Simple Analogy to understand multiple servers running in a distributed system :
Imagine a restaurant where thousands of customers arrive at once.
If only one waiter handled all the orders, everything would become slow and chaotic.
Instead, the restaurant uses many waiters working together so orders can be processed faster.
Similarly, apps like Cricbuzz use many computers working together to handle millions of live score requests.
So the question is:
How does Cricbuzz ensure that live score updates always appear in the correct order?
This is where tools like Apache Kafka come in.
Kafka is a distributed event streaming platform designed to handle large amounts of real-time data.
In simple terms, it acts like a central pipeline for events.
Whenever something happens in a system, for example:
a cricket ball is bowled
a run is scored
a wicket falls
that event is sent to Kafka.
Kafka then:
stores the events in order
processes them very quickly
delivers them to multiple services that need the data
This allows platforms like Cricbuzz to process millions of live score updates in real time while keeping the sequence correct.
Its mainly consists of three important parts:
A topic is simply a name for a type of event.
For example, in a cricket scoring system we might have a topic like score_update
Every time something happens in the match a run, a wicket, message related to the score is sent to this topic.

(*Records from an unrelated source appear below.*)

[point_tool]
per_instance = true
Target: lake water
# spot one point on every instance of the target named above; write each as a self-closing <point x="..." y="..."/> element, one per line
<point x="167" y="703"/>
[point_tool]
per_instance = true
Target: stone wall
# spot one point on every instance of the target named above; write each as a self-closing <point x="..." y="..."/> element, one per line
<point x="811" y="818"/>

You can think of a topic like a timeline where related events are recorded.
A producer is the system that sends messages to Kafka.

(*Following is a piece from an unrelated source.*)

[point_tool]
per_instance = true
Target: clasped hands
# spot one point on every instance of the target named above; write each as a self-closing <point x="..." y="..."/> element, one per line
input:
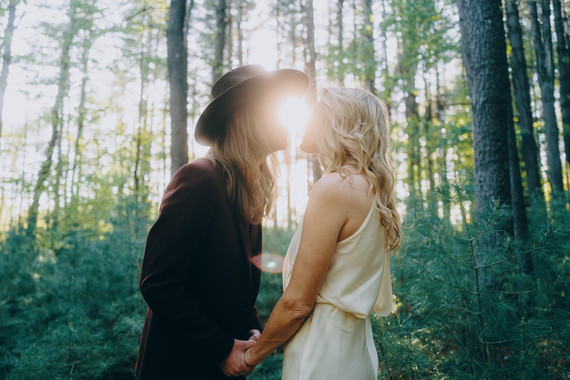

In our example, the scoring system that records each ball could act as a producer.
Whenever a ball is completed, it sends a message like this:
Message {
topic: "score_update",
body: {
over: 5.3,
runs: 4,
batsman: "Rohit"
}
}
Kafka receives this message and stores it inside the score_update topic.
Now imagine millions of people checking the score at the same time.
One machine processing all the messages would become slow.
So Kafka splits a topic into multiple partitions.
Each partition can be processed by a different machine, which allows the system to handle a large amount of data efficiently.
Example:
topic : score_update
[ partition 0 , partition 1, partition 2]
Messages are distributed across these partitions.
Kafka often uses a partition key (such as match_id) so that all events for the same match go to the same partition. This ensures that ball-by-ball updates remain in order.
Partition = ordered sequence of messages
A consumer is a system that reads events from Kafka.
For example:
a service that updates the live score API
a service that sends notifications
a service that calculates match statistics
Consumers subscribe to a topic to read its events.
When they connect to Kafka, they also provide a consumer group id.
Example:
consumerGroupId: "SEND_LIVE_SCORE"
topic: "score_update"
The consumer group tells Kafka that these consumers belong to the same processing group.
Kafka then distributes the partitions among the consumers in that group so that the work is shared.
Every message is available to all consumer groups.
Inside each consumer group, partitions are assigned to consumers so that only one consumer processes messages from a partition.
This is why Kafka is used in systems where maintaining event order while enabling parallel processing across multiple machines is critical.